自分の事を「おら」という表現は庄内弁にはない。よくある東北地方の方言の特徴の様に思えるが、庄内弁では自分の事を「おら」とは言わない。男女問わず「おれ」「おい」を使用する。但し、「自分達側」と言う意味で「おらほ」(こちら側)という使い方はある。
女性でも自分の事を「おれ」「おい」というところが、少し乱暴に聞こえるかもしれない。
「貴方」を示す言葉として「おめ」が使われる。(これは「お前」が縮んだものと考えられる)
また、「自分」を意味する言葉として「わー」が使われる。が主語としての「自分は・私は」という活用はない。主語として「自分は」という時は「おれ」か「おい」が使われる。「おめ」と「わー」は微妙に違う。
例文「おめのごどは、おめでやれ」⇒「貴方のことはあなたがやってください」
例文「わーのごどは、わーでするもんだ」⇒「自分の事は自分でやるべきだ」
例文「おいのごどは、おいがやる」⇒「私自身のことは、私がやる」
男の人や男の子のことを「やろ」「やろこ」という。「野郎」から派生した言葉だろう。
しかし標準語の「あの野郎」という男性を卑下した言い方ではない。普通に「男の子」の意味なのだ。

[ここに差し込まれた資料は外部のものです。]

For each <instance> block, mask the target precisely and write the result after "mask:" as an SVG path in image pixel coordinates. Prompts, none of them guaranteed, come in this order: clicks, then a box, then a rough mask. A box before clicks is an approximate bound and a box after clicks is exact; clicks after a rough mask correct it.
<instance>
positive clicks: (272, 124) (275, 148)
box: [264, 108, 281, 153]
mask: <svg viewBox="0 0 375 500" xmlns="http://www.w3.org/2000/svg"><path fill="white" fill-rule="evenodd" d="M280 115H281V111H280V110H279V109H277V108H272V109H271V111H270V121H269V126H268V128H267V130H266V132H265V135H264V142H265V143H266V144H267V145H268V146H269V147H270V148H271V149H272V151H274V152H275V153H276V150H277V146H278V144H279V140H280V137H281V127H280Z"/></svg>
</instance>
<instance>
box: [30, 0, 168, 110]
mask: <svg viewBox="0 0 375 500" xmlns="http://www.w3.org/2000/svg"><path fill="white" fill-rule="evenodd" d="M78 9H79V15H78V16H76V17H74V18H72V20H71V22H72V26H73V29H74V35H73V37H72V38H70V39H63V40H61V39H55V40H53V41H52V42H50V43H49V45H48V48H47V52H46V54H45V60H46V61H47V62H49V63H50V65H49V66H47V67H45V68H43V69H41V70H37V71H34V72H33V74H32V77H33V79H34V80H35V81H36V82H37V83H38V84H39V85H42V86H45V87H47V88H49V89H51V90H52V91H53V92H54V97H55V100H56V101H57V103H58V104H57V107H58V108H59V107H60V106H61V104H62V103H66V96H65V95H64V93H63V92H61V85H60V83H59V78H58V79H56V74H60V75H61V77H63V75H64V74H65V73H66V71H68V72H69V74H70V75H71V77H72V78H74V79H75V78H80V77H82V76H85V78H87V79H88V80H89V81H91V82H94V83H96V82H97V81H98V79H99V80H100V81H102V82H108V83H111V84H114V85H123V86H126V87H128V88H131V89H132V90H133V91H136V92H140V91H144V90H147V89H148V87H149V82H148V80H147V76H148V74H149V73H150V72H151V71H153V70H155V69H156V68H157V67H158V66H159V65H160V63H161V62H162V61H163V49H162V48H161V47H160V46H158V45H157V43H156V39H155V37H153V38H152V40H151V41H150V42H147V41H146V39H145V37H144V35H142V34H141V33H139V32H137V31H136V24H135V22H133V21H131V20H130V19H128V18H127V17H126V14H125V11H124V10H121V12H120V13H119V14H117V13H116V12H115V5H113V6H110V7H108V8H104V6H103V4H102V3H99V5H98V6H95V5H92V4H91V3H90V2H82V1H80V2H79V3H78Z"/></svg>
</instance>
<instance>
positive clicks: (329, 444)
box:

標準語の感覚だと、随分乱暴な言い方に気負えると思う。
例文「あこの家のやろこ、嫁貰ったどや」⇒「あそこの家の男の子が、結婚して嫁をもらったんだって……」
自分を示す「俺」相手を示す「お前」からそれぞれ派生した方言になるが、元の「俺」「お前」のような乱暴な意味ではなく、ただ単に「私」「貴方」の意味なのだが、標準語の感覚からすると乱暴に聞こえそうだ。

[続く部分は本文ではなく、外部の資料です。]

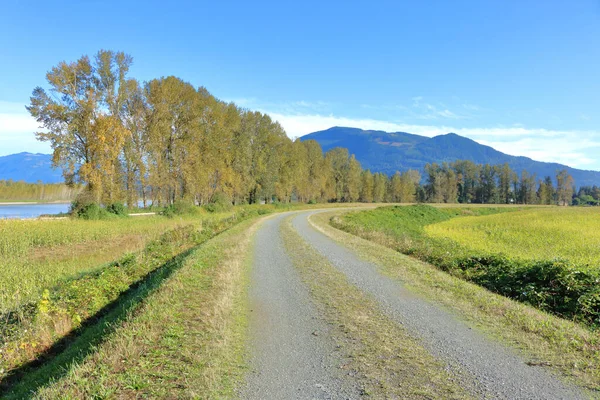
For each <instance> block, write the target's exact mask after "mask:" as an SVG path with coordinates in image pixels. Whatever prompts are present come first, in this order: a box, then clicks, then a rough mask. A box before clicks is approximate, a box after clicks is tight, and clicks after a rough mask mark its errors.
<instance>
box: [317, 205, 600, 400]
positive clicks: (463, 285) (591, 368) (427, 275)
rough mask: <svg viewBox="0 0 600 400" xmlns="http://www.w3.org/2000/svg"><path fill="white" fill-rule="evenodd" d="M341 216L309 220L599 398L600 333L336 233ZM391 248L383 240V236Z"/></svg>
mask: <svg viewBox="0 0 600 400" xmlns="http://www.w3.org/2000/svg"><path fill="white" fill-rule="evenodd" d="M335 215H339V212H326V213H319V214H315V215H313V216H311V217H310V218H309V221H310V222H311V224H312V225H313V226H315V227H316V228H317V229H319V230H320V231H321V232H323V233H324V234H326V235H327V236H329V237H330V238H332V239H334V240H335V241H337V242H339V243H340V244H342V245H345V246H346V247H349V248H352V249H353V251H355V252H356V253H357V255H359V256H360V257H361V258H362V259H364V260H365V261H368V262H372V263H373V264H375V265H378V266H379V267H380V268H381V271H382V273H384V274H385V275H387V276H389V277H391V278H392V279H395V280H397V281H399V282H402V283H403V284H404V285H405V286H406V287H408V288H409V289H411V290H413V291H414V292H416V293H419V294H421V295H424V296H425V297H427V298H428V299H430V300H431V301H434V302H436V303H437V304H440V305H442V306H444V307H445V308H447V309H449V310H452V311H453V312H455V313H456V314H457V315H460V316H461V318H463V319H464V320H466V321H467V322H468V323H469V324H471V325H472V326H473V327H476V328H479V329H480V330H482V331H484V332H486V333H488V334H490V335H492V336H494V337H496V338H498V339H499V340H501V341H502V342H505V343H507V344H509V345H511V346H513V347H516V348H517V349H520V350H522V351H523V354H524V357H525V358H526V360H527V363H528V364H531V365H540V366H546V367H548V368H550V369H551V370H553V371H554V372H557V373H558V374H560V375H562V376H564V377H567V378H568V379H569V380H572V381H574V383H576V384H578V385H580V386H582V387H585V388H588V389H590V390H592V391H593V395H596V396H597V397H600V334H599V333H598V332H597V331H596V332H592V331H590V330H589V329H586V328H585V327H583V326H581V325H579V324H577V323H574V322H571V321H567V320H564V319H561V318H559V317H556V316H553V315H550V314H548V313H545V312H543V311H540V310H538V309H535V308H534V307H531V306H528V305H526V304H523V303H519V302H517V301H514V300H511V299H508V298H506V297H504V296H501V295H497V294H494V293H492V292H490V291H488V290H486V289H484V288H482V287H480V286H478V285H475V284H473V283H469V282H466V281H464V280H462V279H459V278H457V277H454V276H451V275H450V274H448V273H445V272H443V271H441V270H440V269H438V268H436V267H434V266H432V265H430V264H427V263H425V262H422V261H419V260H416V259H414V258H411V257H409V256H406V255H403V254H401V253H398V252H397V251H395V250H393V249H392V248H389V247H387V246H385V245H383V244H379V243H377V238H378V236H377V235H374V236H373V237H371V238H370V239H371V240H366V239H363V238H361V237H358V236H355V235H353V234H350V233H347V232H344V231H341V230H338V229H336V228H334V227H332V226H331V225H330V219H331V218H332V217H333V216H335ZM381 240H382V242H381V243H384V244H388V243H387V242H386V241H385V240H386V238H385V237H383V236H382V237H381Z"/></svg>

「やろ」も「野郎」の意味ではなく、「男の子」の意味なのだが、標準語との比較では、乱暴に聞こえる。
他の言葉はそんなことはないのだが、代名詞においては、乱暴な印象を持たれる言い方だ。これを別の地方の人が聞いたら、喧嘩を売っているように聞こえたり、誰かを卑下して悪口を言っているように聞こえたりするのではないかと心配になります。
以上乱暴に聞こえる庄内弁でした。